The group, which has undergone a "transformation, rationalisation and capitalisation" over the past two years, says it is well positioned to continue benefiting from UK government infrastructure spending commitments.

Andrew Davies, the group's chief executive, Andrew Davies, Chief Executive, said it had achieved "considerable operational and financial progress" over the last two years, reflected in the significantly improved financial performance in 2023. 

"It is testament to the hard work and commitment of our people who have enhanced our resilience and strengthened our financial position in line with the objectives set out in our medium-term value creation plan," he said. 

"Our order book remains strong at £10.1bn and provides us with good, multi-year revenue visibility. 

"The contracts within our order book reflect the bidding discipline and risk management now embedded in the business. 

"I am also particularly pleased to report, the Group significantly improved its year-end net cash position [£64.1m] and has confidence in sustaining this momentum going forward."

The firm's revenue of £3.4bn, which increased 4.6% compared to the previous year, reflects growth in both the infrastructure services and construction segments, which saw revenues of more than £1.7bn and more than £1.65bn respectively.

This was offset by the anticipated reduction in the property business, which saw revenues of £37.6m compared to £144.3m in the previous year, driven by market conditions such as rising inflation and interest rates.

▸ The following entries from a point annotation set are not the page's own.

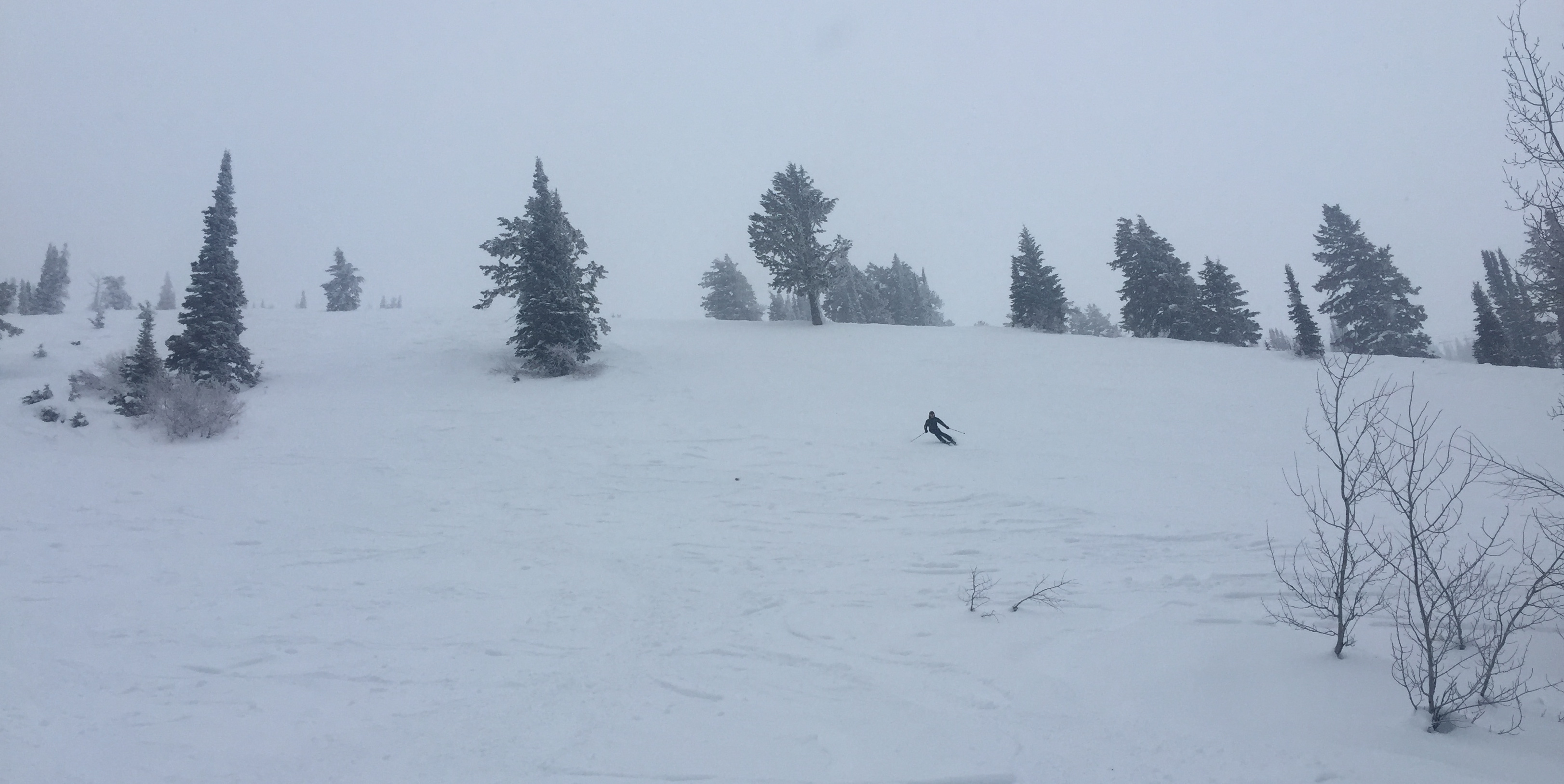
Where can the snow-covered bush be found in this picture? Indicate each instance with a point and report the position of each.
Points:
(185, 407)
(38, 395)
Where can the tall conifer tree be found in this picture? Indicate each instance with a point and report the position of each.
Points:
(1307, 334)
(855, 299)
(1160, 293)
(557, 321)
(53, 282)
(1516, 312)
(343, 292)
(209, 351)
(1367, 298)
(1225, 315)
(1489, 348)
(1038, 298)
(786, 243)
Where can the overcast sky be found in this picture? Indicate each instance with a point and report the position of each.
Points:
(400, 132)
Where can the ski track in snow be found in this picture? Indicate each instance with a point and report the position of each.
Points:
(722, 559)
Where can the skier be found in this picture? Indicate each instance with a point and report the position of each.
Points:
(933, 426)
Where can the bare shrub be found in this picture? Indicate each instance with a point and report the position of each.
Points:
(976, 592)
(1048, 590)
(1332, 580)
(185, 407)
(1460, 611)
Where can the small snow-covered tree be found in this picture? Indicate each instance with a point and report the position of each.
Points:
(855, 299)
(113, 295)
(141, 372)
(1038, 298)
(24, 299)
(731, 296)
(537, 255)
(786, 243)
(343, 290)
(166, 295)
(1092, 321)
(209, 351)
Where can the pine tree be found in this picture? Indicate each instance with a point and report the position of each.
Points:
(1544, 274)
(1491, 348)
(113, 296)
(1225, 315)
(1038, 299)
(141, 370)
(731, 298)
(853, 298)
(166, 295)
(209, 351)
(1367, 298)
(343, 290)
(26, 304)
(1516, 312)
(1160, 293)
(783, 237)
(1307, 334)
(557, 321)
(53, 280)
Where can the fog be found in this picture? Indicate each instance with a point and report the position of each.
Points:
(401, 133)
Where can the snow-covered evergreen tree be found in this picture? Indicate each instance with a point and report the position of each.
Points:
(113, 295)
(1367, 298)
(24, 299)
(786, 243)
(787, 307)
(908, 298)
(343, 290)
(855, 299)
(1160, 293)
(731, 296)
(1225, 315)
(1038, 298)
(1491, 345)
(53, 282)
(141, 370)
(537, 255)
(166, 295)
(1511, 301)
(1092, 321)
(209, 351)
(1307, 334)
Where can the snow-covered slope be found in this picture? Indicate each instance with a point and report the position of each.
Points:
(723, 558)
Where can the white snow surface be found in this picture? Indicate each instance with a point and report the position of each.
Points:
(723, 558)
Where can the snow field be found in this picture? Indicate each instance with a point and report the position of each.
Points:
(723, 558)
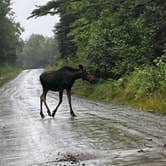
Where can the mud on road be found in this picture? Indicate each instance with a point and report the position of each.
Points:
(101, 134)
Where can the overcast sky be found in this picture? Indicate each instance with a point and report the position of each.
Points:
(42, 25)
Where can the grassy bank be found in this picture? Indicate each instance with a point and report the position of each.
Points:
(7, 73)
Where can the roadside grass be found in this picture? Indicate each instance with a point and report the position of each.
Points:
(7, 73)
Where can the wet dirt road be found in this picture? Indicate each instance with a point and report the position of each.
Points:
(110, 135)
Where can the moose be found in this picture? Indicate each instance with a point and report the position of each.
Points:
(60, 80)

Kier has more than 400 live projects at any given time and says regularly delivering existing contracts and pricing new contracts is mitigating against cost pressures.

Adjusted earnings per share rose to 19.2p compared to 16.8p the previous year and the firm announced it would now reinstate dividends to ensure shareholders "share the benefits of the group's growth".

Highlights for the group in 2023 included being appointed by National Highways to carry out an essential maintenance programme on eight viaducts at Lune Gorge, spanning the M6 and being reappointed to the £55m per year, three-year extension of the Network Service Alliance framework by South West Water and Bournemouth Water.

The firm was also appointed to the £5.1bn Strategic Alliance Contract Framework in relation to the Defence Estate Optimisation ("DEO") Portfolio by the Ministry of Defence and was re-appointed to the £4.5bn Southern Construction Framework.

Kier was also appointed by L&Q for its Major Works Investment Programme to deliver housing maintenance across its estate and started work on site at our Trade City scheme in Manchester.

At the beginning of the month, Kier agreed to acquire substantially all of the rail assets of Buckingham Group Contracting Limited and its HS2 contract, supplying Kier's HS2 joint venture EFKB for a total cash consideration of up to £9.6m

The firm said this provided a "cultural fit" as well as accelerating its broader rail strategy. The acquisition provided the firm with a number of new rail clients and brought 180 high quality new employees into the fold.

Kier is delivering a number of projects across the rail sector, including a £65m upgrade of Oxford Railway Station.

Throughout the last year, the firm also demonstrated its commitment to a number of 'Performance Excellence' workstreams, to continuously improve health and safety, employee wellbeing and workplace culture and is set to focus on 'Digital and Simplification' throughout 2024.


It has reinforced its commitment to its own and the governments environmental, social and governance goals.


Key appointments during the year for the firm included the propmotion of Louisa Finlay to chief people officer and the appointment of Stuart Togwell as group managing director, construction.


Optimistic about the year ahead, Davies said: "The new financial year has started well, and we are trading in line with our expectations. 


"The Group is well positioned to continue benefiting from UK Government infrastructure spending commitments and we are confident in sustaining the strong cash generation evidenced this year. 


"This, combined with our focus on operational delivery, gives the Group a clear line-of-sight to significantly de-lever."